Let's talk bait....
When it comes to live bait fishing, every angler has his preference. Some prefer the appeal of a juicy threadfin herring. Some prefer the flash and fish ability of a pilchard. Others say there’s simply no substitute for the distress signals sent out by a live finger mullet dangling from the end of a light-wire circle hook.
But, if you asked every live bait fisherman you know which bait they consider to be the most versatile, no bait would rate higher than the ubiquitous live shrimp. Put simply, nearly everything that swims in Florida waters eats shrimp. So, if you’re looking for a live bait that will catch fish year ‘round no matter where you fish, a twitching, live shrimp is the choice for you.
Although most Floridians associate shrimp with deep water trawlers that spend weeks at sea dredging sandy bottom areas of the Gulf of Mexico in search of what some might call Florida Gold, the shrimp we as anglers most often end up lacing onto our hooks are actually harvested in the shallow bays and estuarine systems along Florida’s east and west coasts.
Much like the trawling systems used to harvest shrimp in offshore waters, nets used to gather shrimp in coastal areas are designed to dredge the bottom and capture the crustaceans as they flee.

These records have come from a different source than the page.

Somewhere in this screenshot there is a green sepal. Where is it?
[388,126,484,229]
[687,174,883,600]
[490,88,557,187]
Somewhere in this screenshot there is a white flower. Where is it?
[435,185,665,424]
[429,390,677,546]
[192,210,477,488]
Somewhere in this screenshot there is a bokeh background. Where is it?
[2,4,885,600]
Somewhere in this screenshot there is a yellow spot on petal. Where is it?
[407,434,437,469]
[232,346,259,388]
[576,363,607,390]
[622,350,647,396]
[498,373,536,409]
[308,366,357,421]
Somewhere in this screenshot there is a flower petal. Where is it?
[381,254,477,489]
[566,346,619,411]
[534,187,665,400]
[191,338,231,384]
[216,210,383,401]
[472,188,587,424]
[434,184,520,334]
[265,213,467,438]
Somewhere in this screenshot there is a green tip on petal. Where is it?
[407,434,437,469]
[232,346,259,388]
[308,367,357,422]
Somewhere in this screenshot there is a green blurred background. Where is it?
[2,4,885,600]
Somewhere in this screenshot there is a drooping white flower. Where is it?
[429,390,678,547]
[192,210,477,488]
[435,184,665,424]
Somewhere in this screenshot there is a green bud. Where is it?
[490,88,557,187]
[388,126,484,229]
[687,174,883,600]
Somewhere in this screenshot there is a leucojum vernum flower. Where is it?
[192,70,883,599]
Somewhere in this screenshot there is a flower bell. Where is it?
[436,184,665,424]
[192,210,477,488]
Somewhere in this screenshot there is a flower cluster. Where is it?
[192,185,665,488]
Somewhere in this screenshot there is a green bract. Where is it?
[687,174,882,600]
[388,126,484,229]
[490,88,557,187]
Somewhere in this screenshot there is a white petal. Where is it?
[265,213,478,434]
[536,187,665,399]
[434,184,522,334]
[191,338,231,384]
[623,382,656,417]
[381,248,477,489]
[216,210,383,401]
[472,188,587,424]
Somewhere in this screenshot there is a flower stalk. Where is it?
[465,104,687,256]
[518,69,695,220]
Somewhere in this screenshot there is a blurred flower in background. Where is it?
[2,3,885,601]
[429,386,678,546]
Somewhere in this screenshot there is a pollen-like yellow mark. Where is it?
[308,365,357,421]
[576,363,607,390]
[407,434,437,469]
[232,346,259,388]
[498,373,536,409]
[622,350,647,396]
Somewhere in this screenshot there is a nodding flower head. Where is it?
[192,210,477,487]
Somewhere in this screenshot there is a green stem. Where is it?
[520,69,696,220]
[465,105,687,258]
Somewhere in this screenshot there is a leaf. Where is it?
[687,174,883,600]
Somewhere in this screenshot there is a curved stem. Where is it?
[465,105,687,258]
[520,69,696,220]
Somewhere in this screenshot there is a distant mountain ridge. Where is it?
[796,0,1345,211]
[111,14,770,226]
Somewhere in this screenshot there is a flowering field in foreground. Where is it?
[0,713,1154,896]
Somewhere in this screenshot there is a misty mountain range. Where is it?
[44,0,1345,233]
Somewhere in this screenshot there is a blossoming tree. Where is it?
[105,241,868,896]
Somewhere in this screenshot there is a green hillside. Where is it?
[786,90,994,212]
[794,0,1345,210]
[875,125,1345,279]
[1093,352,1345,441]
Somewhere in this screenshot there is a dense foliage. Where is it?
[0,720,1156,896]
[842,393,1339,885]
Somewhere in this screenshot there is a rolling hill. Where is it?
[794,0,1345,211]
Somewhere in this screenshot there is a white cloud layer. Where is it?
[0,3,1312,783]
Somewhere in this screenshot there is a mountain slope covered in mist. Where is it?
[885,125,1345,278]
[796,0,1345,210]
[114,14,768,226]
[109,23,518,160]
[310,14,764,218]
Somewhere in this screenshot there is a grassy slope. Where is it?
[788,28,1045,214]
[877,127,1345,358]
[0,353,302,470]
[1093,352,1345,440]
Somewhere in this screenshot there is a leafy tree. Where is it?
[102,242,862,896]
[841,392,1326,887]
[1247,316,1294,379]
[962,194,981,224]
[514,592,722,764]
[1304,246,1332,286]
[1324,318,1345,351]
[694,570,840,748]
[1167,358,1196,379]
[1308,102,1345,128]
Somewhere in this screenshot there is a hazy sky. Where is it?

However, unlike offshore dredges which are actually designed to loosen bottom sediments, inshore shrimp trawls have roller systems which allow the net to drag the bottom without having a significant impact on sensitive sea grass beds.
Within the boundaries of these fragile ecosystems, post-larval and juvenile shrimp spend the formative portions of their life cycles burrowing in soft sand, mud and sea grass attempting to elude a wide variety of persistent predators. Concealing themselves primarily during daylight hours, these tiny crustaceans emerge from their lairs under the cloak of darkness to feed on algae and micro-fauna found near mangrove shorelines and marshy edges that border these natural nurseries.
FYI....Nearly 80 percent of the states intake of sweet Atlantic white shrimp is harvested in Amelia Island waters. Two million pounds of shrimp are delivered to Fernandina docks annually.
And my favorite live shrimp are caught by a man named Wade in a small boat working the lower Nassau county area, and delivered to B&M bait and tackle.
During a day's fishing I'll pin my shrimp on the hook basically two ways, depending on what I'm doing. Float-rig fishing, there's only one way of doing it right, and one way only in my book.
And that's pinning the shrimp on to the hook right behind it's "horn". This way, the shrimp stays alive, swimming and kicking. And if not cast a lot, can live and remain relatively "frisky" for awhile.
This photo is somewhat inaccurate, I'd pin the hook up closer to where the "horn" meets the base of the "carapace", or head shell. Just under and through the hardest part of the entire shrimps body. Thus giving it an ear piercing of sorts.
For bottom fishing in heavy current, now this is where I have a "trick".
Shrimp in nature, do not spin. So a spinning shrimp in our river's current isn't a good thing.
What I do is "cut" the very end of the shrimps tail off. I call it the "fan". By doing this you are not ripping or tearing the shrimp. I take a hook that's sized for the shrimp I'm using and thread the hook into the end of the shrimps tail. As if you are threading on a "rubber worm" on a hook.
When I reach into half of the length of the shrimps body. I exit the hook through the shrimps underside. Now this is where some skill comes in.....I then "bend" the shrimp and "spin" the hook point around the opposite direction, and pin it back into the shrimp's "walking legs".
Thus forcing the entire shrimp to be held straight, and not spin once in the water's heavy current.
The "bend" and "spin" of the hook and shrimp now forces pressure the opposite way the shrimps body naturally wants to bend. Which is why shrimp will "curve up" on a hooks bend, and spin in the water, when bottom fished.
And most importantly has a fish like a Sheepshead especially, having to eat the entire hook to get to the shrimp's tail meat. Which is what all fish want. I can't begin to tell you how many throat hooked Sheepshead I have caught because of this technique. They don't nibble, they take the whole thing laying on the bottom, "not" spinning!
Hooking in any other manner usually leaves room for a fish to grab and bite off the shrimp. It happens with nibbler fish even with my system too, but not nearly as much as just digging the hook in anywhere you feel like.
Presentation, presentation, presentation, can be the key to success many times. And if it's made correctly, and habitual you'll never have to worry. Because it was done right the first time. Details matter to me. They may not matter to my customers, but I feel that's why they are hiring me. Because I know all the details. If they choose not to follow along, well that's their own fault then.